O mesmo acontece noutras indústrias de relevo. Em particular, olho para o renovar das gentes ligadas à aviação civil, à mineração, ao comércio, e a quase todos os sectores. Sobretudo nos sectores onde o trabalho é duro e desgastante. Ao bater dos 60, bate a quebra salarial e vai-se para casa sobretudo se se for enteado ou não jogar na equipa certa.
Países há onde a passagem ao descanso merecido é um pouquinho mais tarde. Na maioria dos países europeus, essa idade está hoje mais perto dos 70 que dos 60. É evidente que eles têm uma qualidade e esperança de vida que lhes permite essa ‘frescura’. Eles reformam-se e facilmente vivem 30 anos como reformados nos seus países, quando entre nós pouco menos de 45% chegam a beneficiar desse estatuto. Na verdade, a maioria de nós continua a morrer muito antes de atingirmos o estatuto de reformado. E os poucos que lá chegam morrem quase a seguir, tal é a pressa do sistema em desfazer-se deles.
Acredito ser do conhecimento de todos nós que somos um país jovem. Temos uma maioria jovem acentuada e não é só porque temos a mania de fazer muitos filhos. É também porque morremos jovens. Morremos antes do tempo. O que me intriga é o facto de, apesar de sermos um país jovem, continuamos a ser governados pelo exército geriátrico. Somos na realidade governados por velhos que se recusam a aceitar a reforma, embora a imponham aos que não jogam na mesma equipa.
Li há dias numa ‘postagem’ nas redes sociais que se atribuiu à política Welwitschia dos Santos uma passagem em que ela dizia “num conflito entre os mais velhos do passado e os jovens com futuro, está claro quem vai vencer”. Embora eu não veja com lucidez a clareza desta passagem, fico a pensar que, na realidade, a nossa terceira idade tem de se reformar. Meus confrades, concidadãos, amigos e outros, é altura de todos os que atingiram a idade da nossa esperança de vida se reformarem. Digo, todos, incluindo os políticos e politiqueiros de toda a espécie. Sem excepção.
Temos, no serviço público, dezenas de indivíduos velhos e ultrapassados muito mais incompetentes que válidos, sobretudo em cargos de chefia. Há que reformá-los a todos para melhorar a qualidade do serviço e desta maneira melhorar a qualidade de vida desses mesmos cidadãos. Há que dar lugar aos jovens que fomos treinando, pese o facto de alguns serem tão incompetentes como a equipa senil que resiste à hora da partida.
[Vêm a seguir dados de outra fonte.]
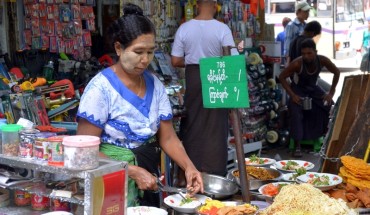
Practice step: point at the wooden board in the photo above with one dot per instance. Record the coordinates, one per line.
(353, 93)
(359, 133)
(338, 123)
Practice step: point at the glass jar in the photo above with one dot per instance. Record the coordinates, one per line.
(10, 139)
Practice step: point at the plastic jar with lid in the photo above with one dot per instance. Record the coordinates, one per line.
(40, 148)
(27, 138)
(56, 151)
(81, 152)
(10, 139)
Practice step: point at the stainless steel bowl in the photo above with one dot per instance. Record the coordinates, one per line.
(254, 184)
(218, 187)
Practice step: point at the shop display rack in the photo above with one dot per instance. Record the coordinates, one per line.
(106, 166)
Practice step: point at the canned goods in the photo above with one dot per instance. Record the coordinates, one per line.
(56, 152)
(26, 142)
(39, 203)
(22, 198)
(40, 148)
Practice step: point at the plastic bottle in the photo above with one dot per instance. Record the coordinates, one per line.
(10, 139)
(2, 123)
(48, 71)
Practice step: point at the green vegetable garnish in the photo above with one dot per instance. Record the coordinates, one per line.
(290, 165)
(255, 159)
(300, 171)
(186, 200)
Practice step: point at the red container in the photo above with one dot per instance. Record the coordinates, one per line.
(22, 198)
(39, 203)
(56, 151)
(58, 205)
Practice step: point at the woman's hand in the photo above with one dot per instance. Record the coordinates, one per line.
(194, 181)
(296, 99)
(328, 98)
(143, 179)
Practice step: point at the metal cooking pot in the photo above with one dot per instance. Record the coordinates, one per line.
(218, 187)
(254, 184)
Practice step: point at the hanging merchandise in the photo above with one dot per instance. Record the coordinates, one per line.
(189, 10)
(58, 26)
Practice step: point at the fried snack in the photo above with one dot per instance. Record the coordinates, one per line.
(351, 197)
(367, 191)
(357, 167)
(354, 204)
(351, 189)
(364, 198)
(348, 177)
(258, 173)
(338, 194)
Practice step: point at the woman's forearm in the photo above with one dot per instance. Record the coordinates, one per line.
(177, 153)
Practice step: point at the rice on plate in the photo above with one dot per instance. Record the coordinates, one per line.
(308, 200)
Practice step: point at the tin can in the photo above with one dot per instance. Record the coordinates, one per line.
(40, 148)
(55, 151)
(39, 203)
(58, 205)
(26, 142)
(22, 198)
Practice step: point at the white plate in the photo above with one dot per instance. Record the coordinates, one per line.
(267, 161)
(287, 176)
(334, 180)
(174, 201)
(260, 204)
(260, 190)
(145, 210)
(306, 164)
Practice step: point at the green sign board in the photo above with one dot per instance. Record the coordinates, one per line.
(224, 82)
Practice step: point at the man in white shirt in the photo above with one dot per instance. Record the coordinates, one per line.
(203, 131)
(296, 27)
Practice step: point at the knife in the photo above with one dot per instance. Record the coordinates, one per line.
(169, 189)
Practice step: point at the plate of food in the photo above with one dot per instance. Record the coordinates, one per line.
(186, 204)
(145, 210)
(293, 165)
(272, 189)
(254, 160)
(215, 207)
(322, 181)
(292, 176)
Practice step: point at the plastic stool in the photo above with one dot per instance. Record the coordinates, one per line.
(315, 142)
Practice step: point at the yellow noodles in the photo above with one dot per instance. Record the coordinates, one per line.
(304, 199)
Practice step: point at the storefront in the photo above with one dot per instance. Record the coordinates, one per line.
(51, 49)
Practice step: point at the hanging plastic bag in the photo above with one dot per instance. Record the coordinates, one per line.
(365, 66)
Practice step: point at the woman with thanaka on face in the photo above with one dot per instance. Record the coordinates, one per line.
(128, 108)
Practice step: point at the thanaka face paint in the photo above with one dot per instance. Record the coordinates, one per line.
(136, 57)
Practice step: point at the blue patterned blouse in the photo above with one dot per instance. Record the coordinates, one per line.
(127, 120)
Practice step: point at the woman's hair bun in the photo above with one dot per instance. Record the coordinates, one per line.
(132, 9)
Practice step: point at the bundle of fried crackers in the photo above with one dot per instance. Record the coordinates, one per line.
(355, 171)
(356, 174)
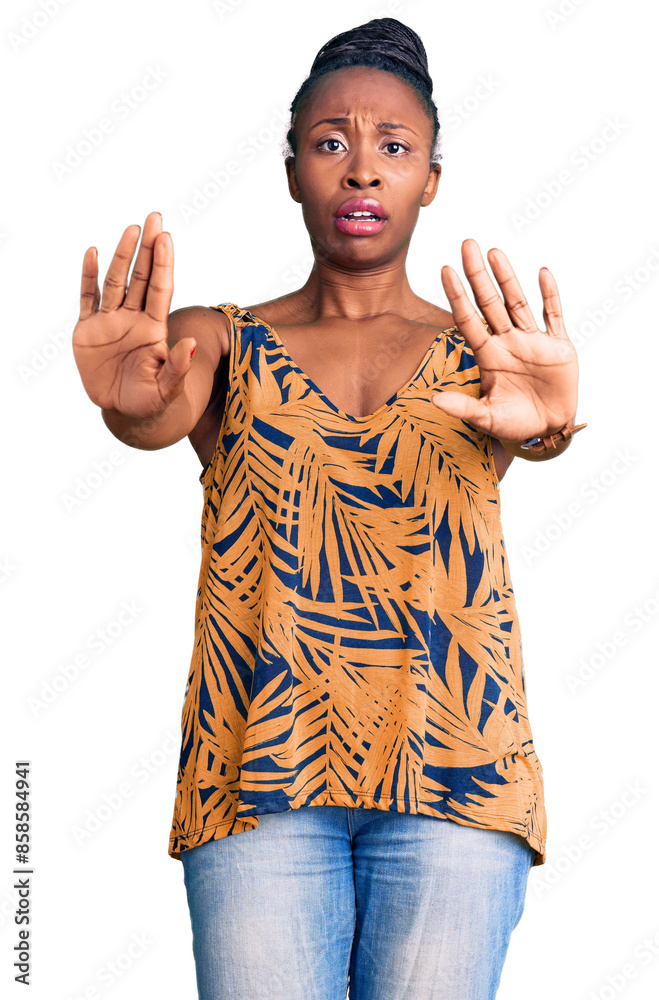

Muito pior que o serviço público é a Assembleia Nacional, onde a grande maioria dos deputados tem idade superior à nossa esperança de vida. Sabemos bem que muito deles nada fazem e que nada sabem fazer, por isso lá estão. E que lutam para por lá continuarem. Porém, dada a sua avançada idade, é altura de passarem ao descanso laboral e de deixarem os mais jovens cheios de ideias novas e educação melhorada conduzir os destinos do país para que não se extingam como aconteceu um dia aos dinossauros. Embora eles sejam pagos com os nossos fundos, eles são trabalhadores das ‘empresas’ que lá os colocaram. É, portanto, altura de essas ‘empresas’ iniciarem a reforma dos seus hábitos. Quiçá, é altura de eles próprios aliviarem a carga que representam àqueles que durante tanto tempo os levaram as costas. Velhotes, façam uma introspecção e deixem de atrapalhar quem pode ser útil e assim melhorar a nossa qualidade de vida. Obviamente que uma mudança desta natureza tem de ser uma mudança política a qual esses políticos resistem. Não lhes interessa. E não o farão enquanto o salário e as benesses forem muito superiores à pensão. E isso para não falar dos negócios que controlam em função da sua condição de deputados.‘Malandlos’.
E o povo que não merece essa malandrice, o povo que luta todos os dias contra tudo e contra todos, agradecer-lhes-ia. Só assim, iremos corrigir o que está mal e melhorar o que está bem. E quem ganhará é o povo. O futuro promete.